Abstract. In this application-oriented paper, we describe two expert diagnosis systems we have developed for SMEs. Both systems are fully implemented and operational, and both have been put to use on data from actual SMEs. Although both systems are packed with knowledge and expertise on SMEs, neither has been implemented with AI techniques. We explain why and how both systems relate to knowledge-based and expert systems. We also identify aspects of both systems that will benefit from the addition of AI techniques in future developments.

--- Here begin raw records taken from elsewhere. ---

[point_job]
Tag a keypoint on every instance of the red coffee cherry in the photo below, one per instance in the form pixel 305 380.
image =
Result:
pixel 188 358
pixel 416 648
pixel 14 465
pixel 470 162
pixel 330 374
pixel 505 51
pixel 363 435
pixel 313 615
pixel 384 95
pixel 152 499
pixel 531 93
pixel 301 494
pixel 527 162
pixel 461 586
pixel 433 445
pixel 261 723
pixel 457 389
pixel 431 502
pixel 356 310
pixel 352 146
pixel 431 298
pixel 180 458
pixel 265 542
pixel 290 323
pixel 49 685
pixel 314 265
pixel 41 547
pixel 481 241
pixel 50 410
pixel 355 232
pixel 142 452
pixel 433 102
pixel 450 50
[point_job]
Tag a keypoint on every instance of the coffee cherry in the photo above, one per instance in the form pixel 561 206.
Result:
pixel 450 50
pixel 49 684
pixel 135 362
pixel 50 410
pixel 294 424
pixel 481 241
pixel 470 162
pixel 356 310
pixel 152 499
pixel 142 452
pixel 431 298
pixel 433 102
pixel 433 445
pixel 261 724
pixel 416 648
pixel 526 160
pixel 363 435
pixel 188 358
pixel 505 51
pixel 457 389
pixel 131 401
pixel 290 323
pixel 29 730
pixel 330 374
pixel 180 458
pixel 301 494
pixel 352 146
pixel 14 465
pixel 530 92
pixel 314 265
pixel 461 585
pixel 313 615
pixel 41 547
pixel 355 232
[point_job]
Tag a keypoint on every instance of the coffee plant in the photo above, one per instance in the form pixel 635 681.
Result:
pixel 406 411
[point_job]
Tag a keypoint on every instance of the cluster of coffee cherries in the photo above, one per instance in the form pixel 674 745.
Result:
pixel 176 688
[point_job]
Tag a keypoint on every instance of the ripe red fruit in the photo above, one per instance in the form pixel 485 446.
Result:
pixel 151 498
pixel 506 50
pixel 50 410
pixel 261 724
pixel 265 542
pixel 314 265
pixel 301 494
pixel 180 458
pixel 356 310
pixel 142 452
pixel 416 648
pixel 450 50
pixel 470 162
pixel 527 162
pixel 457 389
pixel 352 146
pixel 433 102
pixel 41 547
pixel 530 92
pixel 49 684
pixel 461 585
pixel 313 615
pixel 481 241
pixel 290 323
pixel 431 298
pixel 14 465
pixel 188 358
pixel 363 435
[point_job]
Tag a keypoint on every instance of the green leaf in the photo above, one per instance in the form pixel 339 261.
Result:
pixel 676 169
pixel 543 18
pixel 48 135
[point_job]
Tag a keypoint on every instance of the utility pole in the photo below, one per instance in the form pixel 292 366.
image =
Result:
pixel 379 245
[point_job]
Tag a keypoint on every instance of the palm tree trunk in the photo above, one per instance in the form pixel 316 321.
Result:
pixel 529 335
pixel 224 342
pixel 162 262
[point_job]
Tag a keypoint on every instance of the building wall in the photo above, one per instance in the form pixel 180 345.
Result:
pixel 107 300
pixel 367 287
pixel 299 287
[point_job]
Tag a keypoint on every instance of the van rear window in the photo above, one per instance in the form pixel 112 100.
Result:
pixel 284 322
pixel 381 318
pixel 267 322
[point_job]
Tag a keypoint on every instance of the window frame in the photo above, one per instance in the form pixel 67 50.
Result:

1. Expertise for Small and Medium-sized Enterprises (SMEs) The work we describe here takes place within the context of the Research Institute for SMEs—the Institute’s core mission (www.uqtr.ca/inrpme/anglais/index.html) is to support fundamental and applied research to foster the advancement of knowledge on SMEs to contribute to their development. The specific lab in which we have conducted the research projects we refer to in this paper is the LaRePE (LAboratoire de REcherche sur la Performance des Entreprises: www.uqtr.ca/inrpme/larepe/). This lab is mainly concerned with the development of scientific expertise on the study and modeling of SMEs’ performance, including a variety of interrelated subjects such as finance, management, information systems, production, technology, etc. The vast majority of research projects carried out at the LaRePE involves both theoretical and practical aspects, often necessitating in-field studies with SMEs. As a result, our research projects always attempt to provide practical solutions to real problems confronting SMEs. In this application-oriented paper we briefly describe two expert diagnosis systems we have developed for SMEs. Both can be considered as decision support systems—
see [15] and [18]. The first is the PDG system [5]: a benchmarking software that evaluates production and management activities, and the results of these activities in terms of productivity, profitability, vulnerability and efficiency. The second is the eRisC system [6]: a software that helps identify, measure and manage the main risk factors that could compromise the success of SME development projects. Both systems are fully implemented and operational. Moreover, both have been put to use on data from actual SMEs. What is of particular interest here, especially from a knowledge-based systems perspective, is the fact that although both the PDG and the eRisC systems are packed with knowledge and expertise on SMEs, neither has been implemented with Artificial Intelligence (AI) techniques. However, if one looks at them without paying attention to how they have been implemented, they qualify as “black-box” diagnostic expert systems. In the following sections, we provide further details on both systems and how they relate to knowledge-based and expert systems. We also identify aspects of both systems that could benefit from the addition of AI techniques in future developments.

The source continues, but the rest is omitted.